Member of the House of Representatives for Tobago West
- In office 13 September 1976 – 9 November 1981
- Preceded by: Benjamin Pitt
- Succeeded by: James Ogiste

Personal details
- Born: c.1934 Charlotteville, Tobago
- Died: 1 January 2017 (aged 83) Hampton, Virginia
- Party: Democratic Action Congress
- Spouse(s): Alice Murray Jamison Cynthia Camper Harvey
- Children: Melita and Aisha

= Winston Murray (Trinidad and Tobago politician) =

Tobago politician

Winston Murray (c.1934 - 1 January 2017) was a Tobago politician and educator.

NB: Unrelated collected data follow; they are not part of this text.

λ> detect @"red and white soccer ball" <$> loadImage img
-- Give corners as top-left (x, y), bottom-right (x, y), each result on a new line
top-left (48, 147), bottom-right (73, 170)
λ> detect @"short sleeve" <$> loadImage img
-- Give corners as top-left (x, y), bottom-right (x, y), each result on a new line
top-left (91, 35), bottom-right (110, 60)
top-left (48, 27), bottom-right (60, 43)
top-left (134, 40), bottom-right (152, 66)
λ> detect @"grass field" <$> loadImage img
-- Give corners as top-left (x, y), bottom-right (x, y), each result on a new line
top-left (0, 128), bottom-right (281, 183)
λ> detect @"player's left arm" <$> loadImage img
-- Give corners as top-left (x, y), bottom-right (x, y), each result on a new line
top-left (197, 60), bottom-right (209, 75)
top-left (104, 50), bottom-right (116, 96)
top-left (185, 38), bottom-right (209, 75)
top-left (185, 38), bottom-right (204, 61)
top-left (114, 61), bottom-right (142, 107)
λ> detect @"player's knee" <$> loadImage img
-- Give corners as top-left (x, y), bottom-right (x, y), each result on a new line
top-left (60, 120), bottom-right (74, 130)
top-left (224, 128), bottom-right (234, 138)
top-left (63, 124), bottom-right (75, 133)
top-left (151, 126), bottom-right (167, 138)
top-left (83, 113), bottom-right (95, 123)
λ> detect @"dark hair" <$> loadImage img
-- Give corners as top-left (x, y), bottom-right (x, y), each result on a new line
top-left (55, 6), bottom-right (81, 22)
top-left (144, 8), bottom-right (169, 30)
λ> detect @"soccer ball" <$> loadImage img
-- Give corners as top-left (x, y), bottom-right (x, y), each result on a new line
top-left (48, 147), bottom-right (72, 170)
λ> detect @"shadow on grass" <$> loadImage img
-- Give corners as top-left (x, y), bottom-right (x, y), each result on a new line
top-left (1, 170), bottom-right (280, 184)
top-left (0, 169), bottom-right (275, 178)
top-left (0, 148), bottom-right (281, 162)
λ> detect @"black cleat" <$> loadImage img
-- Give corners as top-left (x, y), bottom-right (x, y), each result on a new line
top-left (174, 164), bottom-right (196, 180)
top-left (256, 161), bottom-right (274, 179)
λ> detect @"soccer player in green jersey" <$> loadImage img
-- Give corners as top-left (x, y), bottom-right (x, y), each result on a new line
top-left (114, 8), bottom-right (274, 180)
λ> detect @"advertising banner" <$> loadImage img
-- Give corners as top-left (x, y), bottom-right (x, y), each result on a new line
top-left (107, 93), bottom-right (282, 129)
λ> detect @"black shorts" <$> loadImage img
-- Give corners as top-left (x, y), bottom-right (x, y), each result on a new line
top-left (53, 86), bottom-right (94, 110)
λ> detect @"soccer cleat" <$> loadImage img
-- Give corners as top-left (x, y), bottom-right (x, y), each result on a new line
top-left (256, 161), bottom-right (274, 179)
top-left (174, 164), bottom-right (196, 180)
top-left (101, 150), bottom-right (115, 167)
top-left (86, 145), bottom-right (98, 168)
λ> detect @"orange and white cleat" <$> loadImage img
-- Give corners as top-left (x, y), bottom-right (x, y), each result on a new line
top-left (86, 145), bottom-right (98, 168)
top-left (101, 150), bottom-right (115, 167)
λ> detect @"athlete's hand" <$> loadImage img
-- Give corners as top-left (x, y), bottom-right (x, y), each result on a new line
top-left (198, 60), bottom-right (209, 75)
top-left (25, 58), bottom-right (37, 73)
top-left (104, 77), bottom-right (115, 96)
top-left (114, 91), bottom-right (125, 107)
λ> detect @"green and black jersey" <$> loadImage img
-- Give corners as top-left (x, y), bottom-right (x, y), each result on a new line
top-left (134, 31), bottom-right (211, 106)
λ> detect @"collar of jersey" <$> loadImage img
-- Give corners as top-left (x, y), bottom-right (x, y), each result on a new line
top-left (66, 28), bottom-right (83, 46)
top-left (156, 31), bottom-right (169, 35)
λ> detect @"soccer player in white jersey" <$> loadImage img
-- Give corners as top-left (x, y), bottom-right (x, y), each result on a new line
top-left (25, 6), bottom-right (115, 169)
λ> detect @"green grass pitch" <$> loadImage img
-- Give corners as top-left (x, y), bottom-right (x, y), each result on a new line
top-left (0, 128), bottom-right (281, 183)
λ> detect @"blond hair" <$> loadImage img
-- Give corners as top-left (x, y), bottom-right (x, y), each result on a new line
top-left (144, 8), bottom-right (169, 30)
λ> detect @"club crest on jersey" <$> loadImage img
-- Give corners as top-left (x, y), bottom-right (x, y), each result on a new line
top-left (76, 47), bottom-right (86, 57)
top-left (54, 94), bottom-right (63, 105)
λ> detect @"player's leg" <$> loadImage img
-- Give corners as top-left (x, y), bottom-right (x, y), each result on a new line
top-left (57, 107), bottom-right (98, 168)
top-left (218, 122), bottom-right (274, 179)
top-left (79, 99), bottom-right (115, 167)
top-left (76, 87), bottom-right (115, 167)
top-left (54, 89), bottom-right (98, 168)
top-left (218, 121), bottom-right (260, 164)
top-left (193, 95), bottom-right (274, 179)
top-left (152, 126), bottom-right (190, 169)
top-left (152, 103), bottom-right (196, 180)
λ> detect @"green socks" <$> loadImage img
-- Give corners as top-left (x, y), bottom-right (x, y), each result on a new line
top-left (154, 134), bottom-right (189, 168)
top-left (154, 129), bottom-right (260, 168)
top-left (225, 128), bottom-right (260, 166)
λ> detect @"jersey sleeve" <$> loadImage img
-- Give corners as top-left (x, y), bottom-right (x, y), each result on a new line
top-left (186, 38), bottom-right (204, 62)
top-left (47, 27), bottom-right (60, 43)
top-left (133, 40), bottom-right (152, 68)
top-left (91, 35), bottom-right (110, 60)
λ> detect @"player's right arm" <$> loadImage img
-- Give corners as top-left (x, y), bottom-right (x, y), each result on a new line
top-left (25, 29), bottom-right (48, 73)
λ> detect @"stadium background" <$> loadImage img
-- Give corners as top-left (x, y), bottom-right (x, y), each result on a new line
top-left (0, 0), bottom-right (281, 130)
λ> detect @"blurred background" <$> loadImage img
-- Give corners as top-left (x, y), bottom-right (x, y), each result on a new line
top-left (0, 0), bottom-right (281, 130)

Murray was born and raised in Charlotteville, Tobago, the son of Gouril and Melita Lewis Murray. He attended the Charlotteville Methodist School and Speyside Anglican Schools, following which he was an apprentice tailor, before attended Osmond High School and St. Mary's College in Port of Spain. He enrolled at Howard University in majoring in Spanish and Latin American history, graduating in 1963, subsequently attending Georgetown University and obtaining a Masters degree. He gained his doctorate in Latin American Studies at the American University. He taught at Morgan State University and Bowie State University, also lecturing at the National Intelligence University.

When he returned to Trinidad, Murray worked in the Foreign Service and published The Politics of the Dispossessed: Politics, Labour and Social Legislation in the Commonwealth Caribbean. After leaving the Foreign Service, Murray joined the newly formed Democratic Action Congress and championed for Tobago's independence.

He was elected MP at the 1976 Trinidad and Tobago general election. He served until 1981, and was influential in forming the Tobago House of Assembly in 1980.